Entry of HIV-1 into host cells remains a compelling yet elusive target for developing agents to prevent
infection. A
peptide triazole (PT) class of entry inhibitor has previously been shown to bind to HIV-1 gp120, suppress interactions of the
Env protein at host cell receptor binding sites, inhibit cell
infection, and cause envelope spike
protein breakdown, including gp120 shedding and, for some variants, virus membrane lysis. We found that
gold nanoparticle-conjugated forms of
peptide triazoles (AuNP-PT) exhibit substantially more potent
antiviral effects against HIV-1 than corresponding
peptide triazoles alone. Here, we sought to reveal the mechanism of potency enhancement underlying nanoparticle conjugate function. We found that altering the physical properties of the nanoparticle conjugate, by increasing the AuNP diameter and/or the density of PT conjugated on the AuNP surface, enhanced potency of
infection inhibition to impressive picomolar levels.
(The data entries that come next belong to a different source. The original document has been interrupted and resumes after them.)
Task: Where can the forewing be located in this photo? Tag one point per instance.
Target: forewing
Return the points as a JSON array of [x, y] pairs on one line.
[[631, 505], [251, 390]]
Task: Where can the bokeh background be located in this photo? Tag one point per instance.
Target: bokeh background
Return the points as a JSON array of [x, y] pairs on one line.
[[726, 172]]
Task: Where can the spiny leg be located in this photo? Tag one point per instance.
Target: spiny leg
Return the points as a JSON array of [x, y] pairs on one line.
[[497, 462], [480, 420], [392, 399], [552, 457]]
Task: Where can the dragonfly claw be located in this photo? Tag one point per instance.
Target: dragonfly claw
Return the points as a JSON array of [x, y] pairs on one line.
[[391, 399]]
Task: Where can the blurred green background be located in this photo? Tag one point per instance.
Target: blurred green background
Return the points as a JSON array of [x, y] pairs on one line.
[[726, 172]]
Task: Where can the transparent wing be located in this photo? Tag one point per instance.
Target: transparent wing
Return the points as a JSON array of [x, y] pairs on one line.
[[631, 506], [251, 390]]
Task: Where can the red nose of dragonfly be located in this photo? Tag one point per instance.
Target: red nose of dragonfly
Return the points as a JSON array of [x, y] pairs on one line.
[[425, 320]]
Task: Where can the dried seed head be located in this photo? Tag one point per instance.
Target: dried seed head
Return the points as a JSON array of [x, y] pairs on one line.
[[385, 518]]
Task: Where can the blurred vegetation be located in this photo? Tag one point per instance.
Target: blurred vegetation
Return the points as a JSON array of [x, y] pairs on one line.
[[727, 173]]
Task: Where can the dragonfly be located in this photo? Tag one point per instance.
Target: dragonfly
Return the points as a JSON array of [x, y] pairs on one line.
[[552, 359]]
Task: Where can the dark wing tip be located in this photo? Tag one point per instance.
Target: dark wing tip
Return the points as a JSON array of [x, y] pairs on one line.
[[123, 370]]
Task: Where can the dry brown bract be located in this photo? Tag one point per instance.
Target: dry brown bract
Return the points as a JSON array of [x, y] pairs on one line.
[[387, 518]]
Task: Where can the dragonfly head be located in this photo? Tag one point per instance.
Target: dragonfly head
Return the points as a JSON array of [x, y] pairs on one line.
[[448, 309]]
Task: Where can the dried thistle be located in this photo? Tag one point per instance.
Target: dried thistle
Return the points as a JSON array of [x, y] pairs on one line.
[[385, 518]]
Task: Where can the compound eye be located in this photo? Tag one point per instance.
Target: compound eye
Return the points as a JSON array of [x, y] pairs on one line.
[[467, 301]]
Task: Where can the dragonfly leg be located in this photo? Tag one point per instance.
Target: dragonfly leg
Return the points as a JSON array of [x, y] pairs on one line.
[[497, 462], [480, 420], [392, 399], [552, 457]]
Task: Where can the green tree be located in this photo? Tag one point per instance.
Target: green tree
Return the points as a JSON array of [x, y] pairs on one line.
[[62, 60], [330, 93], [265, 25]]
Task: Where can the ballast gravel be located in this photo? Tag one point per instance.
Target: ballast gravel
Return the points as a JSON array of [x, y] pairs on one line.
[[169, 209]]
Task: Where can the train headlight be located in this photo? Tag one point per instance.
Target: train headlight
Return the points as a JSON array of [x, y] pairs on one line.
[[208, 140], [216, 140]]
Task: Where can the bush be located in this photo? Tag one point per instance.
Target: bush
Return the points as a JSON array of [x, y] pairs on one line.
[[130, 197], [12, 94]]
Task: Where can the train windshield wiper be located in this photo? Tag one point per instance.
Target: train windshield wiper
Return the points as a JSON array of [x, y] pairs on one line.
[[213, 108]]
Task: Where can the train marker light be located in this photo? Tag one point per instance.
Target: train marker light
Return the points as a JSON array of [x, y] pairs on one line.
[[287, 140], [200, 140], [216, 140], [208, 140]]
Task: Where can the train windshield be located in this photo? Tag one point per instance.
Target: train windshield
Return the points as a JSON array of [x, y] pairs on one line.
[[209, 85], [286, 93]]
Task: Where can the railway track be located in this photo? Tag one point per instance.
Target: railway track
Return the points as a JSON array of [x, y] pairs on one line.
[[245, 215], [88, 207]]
Further, compared with unconjugated PT, AuNP-PT was less susceptible to reduction of
antiviral potency when the density of PT-competent Env spikes on the virus was reduced by incorporating a
peptide-resistant mutant gp120. We conclude that potency enhancement of virolytic activity and corresponding irreversible HIV-1 inactivation of PTs upon AuNP conjugation derives from multivalent contact between the
nanoconjugates and metastable Env spikes on the HIV-1 virus. The findings reveal that multispike engagement can exploit the metastability built into virus the envelope to irreversibly inactivate HIV-1 and provide a conceptual platform to design nanoparticle-based
antiviral agents for HIV-1 specifically and putatively for metastable enveloped viruses generally.